Dans le premier exemple donné hors contexte, le pronom indéfini qqn renvoie, de manière indéterminée, à tel ou tel individu posé dans le monde de référence. Dans l’exemple suivant, l’article défini ([le] père, [la] mère), permet, de faire référence à des personnes déterminées – il s’agit du père ou de la mère des enfants, de leur père ou de leur mère – dans un énoncé à valeur générale.
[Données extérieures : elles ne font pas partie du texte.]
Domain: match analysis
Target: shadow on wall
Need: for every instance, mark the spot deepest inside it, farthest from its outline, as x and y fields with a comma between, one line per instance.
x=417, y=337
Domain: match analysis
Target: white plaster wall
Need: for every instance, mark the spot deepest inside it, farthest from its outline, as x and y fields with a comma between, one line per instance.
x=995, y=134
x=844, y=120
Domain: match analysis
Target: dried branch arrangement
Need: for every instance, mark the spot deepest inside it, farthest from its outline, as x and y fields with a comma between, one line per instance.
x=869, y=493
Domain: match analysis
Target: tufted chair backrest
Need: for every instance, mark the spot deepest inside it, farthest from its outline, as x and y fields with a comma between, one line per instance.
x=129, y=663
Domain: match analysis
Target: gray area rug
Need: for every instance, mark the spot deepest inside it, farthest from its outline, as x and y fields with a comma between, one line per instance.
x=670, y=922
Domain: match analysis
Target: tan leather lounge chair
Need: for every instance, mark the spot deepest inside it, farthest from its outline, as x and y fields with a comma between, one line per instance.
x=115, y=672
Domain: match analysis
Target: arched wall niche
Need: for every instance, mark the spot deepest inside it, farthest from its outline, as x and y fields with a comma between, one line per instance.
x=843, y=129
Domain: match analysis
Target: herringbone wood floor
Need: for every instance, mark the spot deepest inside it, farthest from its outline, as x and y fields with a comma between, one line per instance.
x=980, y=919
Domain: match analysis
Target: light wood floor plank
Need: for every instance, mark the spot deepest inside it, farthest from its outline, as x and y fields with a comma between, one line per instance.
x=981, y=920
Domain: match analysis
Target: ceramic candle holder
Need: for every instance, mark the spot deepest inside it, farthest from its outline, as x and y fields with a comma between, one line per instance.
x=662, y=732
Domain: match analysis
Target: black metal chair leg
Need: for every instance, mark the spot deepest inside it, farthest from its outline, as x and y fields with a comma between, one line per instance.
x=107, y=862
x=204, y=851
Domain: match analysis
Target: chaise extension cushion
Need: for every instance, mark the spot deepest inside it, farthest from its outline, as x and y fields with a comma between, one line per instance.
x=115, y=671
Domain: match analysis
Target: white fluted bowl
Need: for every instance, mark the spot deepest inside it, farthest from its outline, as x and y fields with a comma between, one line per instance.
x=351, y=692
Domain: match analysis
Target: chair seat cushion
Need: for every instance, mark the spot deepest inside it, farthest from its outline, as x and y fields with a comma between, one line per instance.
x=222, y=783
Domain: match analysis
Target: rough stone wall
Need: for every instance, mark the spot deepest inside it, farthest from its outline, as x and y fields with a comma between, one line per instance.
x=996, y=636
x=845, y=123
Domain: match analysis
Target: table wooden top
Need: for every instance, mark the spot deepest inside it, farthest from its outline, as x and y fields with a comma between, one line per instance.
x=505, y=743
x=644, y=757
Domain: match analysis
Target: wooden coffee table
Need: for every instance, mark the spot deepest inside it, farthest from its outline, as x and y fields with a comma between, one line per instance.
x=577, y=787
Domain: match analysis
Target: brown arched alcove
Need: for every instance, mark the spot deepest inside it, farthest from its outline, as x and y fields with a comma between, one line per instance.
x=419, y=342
On peut parler ici d’une anaphore associative intra-propositionnelle, dans la mesure où la relation entre l’expression anaphorique (le père, la mère) et l’antécédent (les enfants) procède d’une inférence a priori qui s’appuie sur un savoir stéréotypique (du type : « les enfants ont généralement des parents ») 211 . Dans le dernier exemple, le déterminant possessif contient une référence à la seconde personne de l’interlocution (votre = « de vous »). Ces compléments apportent une détermination au mot air, dont ils réduisent l’extension. C’est d’eux qu’on pourrait dire au sens strict qu’il s’agit de compléments déterminatifs.
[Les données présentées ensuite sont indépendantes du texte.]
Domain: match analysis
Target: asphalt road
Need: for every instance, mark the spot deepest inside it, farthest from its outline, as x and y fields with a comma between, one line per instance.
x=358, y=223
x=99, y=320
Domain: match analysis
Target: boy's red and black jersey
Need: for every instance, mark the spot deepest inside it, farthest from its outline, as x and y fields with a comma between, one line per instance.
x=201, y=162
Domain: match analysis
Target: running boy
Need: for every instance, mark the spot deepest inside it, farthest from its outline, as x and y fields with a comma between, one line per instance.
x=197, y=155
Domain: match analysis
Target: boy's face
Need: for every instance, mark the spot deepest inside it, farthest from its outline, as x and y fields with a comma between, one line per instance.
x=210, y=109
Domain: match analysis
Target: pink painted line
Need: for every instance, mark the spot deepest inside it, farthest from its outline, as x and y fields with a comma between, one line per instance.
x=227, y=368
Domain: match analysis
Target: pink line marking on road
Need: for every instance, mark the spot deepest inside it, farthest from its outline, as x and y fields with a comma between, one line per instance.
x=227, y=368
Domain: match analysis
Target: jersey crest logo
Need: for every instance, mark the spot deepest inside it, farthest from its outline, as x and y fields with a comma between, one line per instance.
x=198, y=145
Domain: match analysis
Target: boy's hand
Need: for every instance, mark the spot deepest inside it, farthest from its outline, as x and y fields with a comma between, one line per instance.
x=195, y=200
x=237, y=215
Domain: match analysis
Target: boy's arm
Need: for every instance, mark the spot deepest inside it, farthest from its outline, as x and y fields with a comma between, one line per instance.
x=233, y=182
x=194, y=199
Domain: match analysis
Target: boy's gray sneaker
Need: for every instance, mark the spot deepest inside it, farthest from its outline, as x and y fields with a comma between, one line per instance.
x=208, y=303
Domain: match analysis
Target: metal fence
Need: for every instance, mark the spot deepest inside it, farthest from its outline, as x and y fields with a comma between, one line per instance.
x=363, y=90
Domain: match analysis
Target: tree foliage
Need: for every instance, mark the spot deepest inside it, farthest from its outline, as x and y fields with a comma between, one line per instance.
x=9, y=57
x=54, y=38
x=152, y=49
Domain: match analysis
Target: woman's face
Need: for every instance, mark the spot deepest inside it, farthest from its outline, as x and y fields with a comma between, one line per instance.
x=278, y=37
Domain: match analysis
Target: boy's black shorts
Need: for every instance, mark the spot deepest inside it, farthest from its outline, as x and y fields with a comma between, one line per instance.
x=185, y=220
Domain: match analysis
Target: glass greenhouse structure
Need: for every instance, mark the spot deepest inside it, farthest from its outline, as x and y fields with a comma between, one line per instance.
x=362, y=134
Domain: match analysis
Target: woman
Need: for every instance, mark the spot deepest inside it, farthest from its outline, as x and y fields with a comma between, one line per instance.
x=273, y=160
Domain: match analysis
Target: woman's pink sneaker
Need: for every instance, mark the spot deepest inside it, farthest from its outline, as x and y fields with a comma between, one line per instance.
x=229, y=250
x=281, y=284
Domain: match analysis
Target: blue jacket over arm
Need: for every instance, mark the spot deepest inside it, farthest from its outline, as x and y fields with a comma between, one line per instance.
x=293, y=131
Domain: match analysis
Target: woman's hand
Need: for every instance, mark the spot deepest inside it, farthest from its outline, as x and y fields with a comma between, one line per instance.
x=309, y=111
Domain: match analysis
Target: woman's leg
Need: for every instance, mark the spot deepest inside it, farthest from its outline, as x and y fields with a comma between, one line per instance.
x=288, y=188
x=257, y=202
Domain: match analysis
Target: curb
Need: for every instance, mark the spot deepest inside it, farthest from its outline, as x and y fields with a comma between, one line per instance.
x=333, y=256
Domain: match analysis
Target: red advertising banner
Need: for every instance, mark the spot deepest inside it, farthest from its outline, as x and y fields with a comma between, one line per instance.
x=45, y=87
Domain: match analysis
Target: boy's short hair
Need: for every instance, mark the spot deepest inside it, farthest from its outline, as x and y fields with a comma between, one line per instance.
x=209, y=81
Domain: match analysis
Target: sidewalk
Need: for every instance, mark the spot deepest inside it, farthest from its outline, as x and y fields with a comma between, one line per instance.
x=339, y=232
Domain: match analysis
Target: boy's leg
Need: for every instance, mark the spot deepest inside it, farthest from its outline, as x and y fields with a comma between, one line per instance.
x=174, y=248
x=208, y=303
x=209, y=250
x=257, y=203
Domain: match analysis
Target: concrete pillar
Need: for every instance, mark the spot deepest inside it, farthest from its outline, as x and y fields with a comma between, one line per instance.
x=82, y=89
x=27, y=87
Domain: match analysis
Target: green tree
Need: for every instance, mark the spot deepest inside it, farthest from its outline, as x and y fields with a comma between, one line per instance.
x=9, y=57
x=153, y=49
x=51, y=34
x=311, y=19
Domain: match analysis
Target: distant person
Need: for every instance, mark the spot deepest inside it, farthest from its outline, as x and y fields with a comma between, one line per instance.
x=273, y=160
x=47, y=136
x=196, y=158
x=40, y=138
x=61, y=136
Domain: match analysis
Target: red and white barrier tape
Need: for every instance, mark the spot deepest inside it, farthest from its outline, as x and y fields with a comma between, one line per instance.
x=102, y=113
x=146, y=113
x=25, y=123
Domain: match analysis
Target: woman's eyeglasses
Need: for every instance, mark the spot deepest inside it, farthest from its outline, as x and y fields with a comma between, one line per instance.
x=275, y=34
Je reprends les autres exemples. Dans les citations 25 et 26, où l’article indéfini qui précède un nom de personne a une valeur générique, il est aussi fait référence à un individu, mais en tant qu’il est représentatif de toute la classe concernée. Cette forme d’actualisation a pour effet de voiler la référence première (à telle ou telle personne) pour mettre en avant le sens dénoté par le nom, en tant que support de propriétés. De ce fait, le syntagme nominal prépositionnel (l’air) d’un laquais (pour s’en tenir à cet exemple) acquiert secondairement une valeur prédicative qui le rapproche du même syntagme sans actualisation nominale (un air) de laquais – ce dernier poussant malgré tout plus loin le processus de caractérisation du fait de l’absence de toute figuration individuelle. C’est l’exemple que nous propose la citation 23, avec le syntagme (un air) de reine irritée. Notons que cette alternance de structures peut être mise en parallèle avec le couple (l’air) de la réussite / (un air) de réussite que nous avions déjà repéré, à cette différence que, dans ce dernier cas, l’article défini devant un abstrait gomme davantage encore la référence, ce qui permet une assimilation quasi totale des deux structures.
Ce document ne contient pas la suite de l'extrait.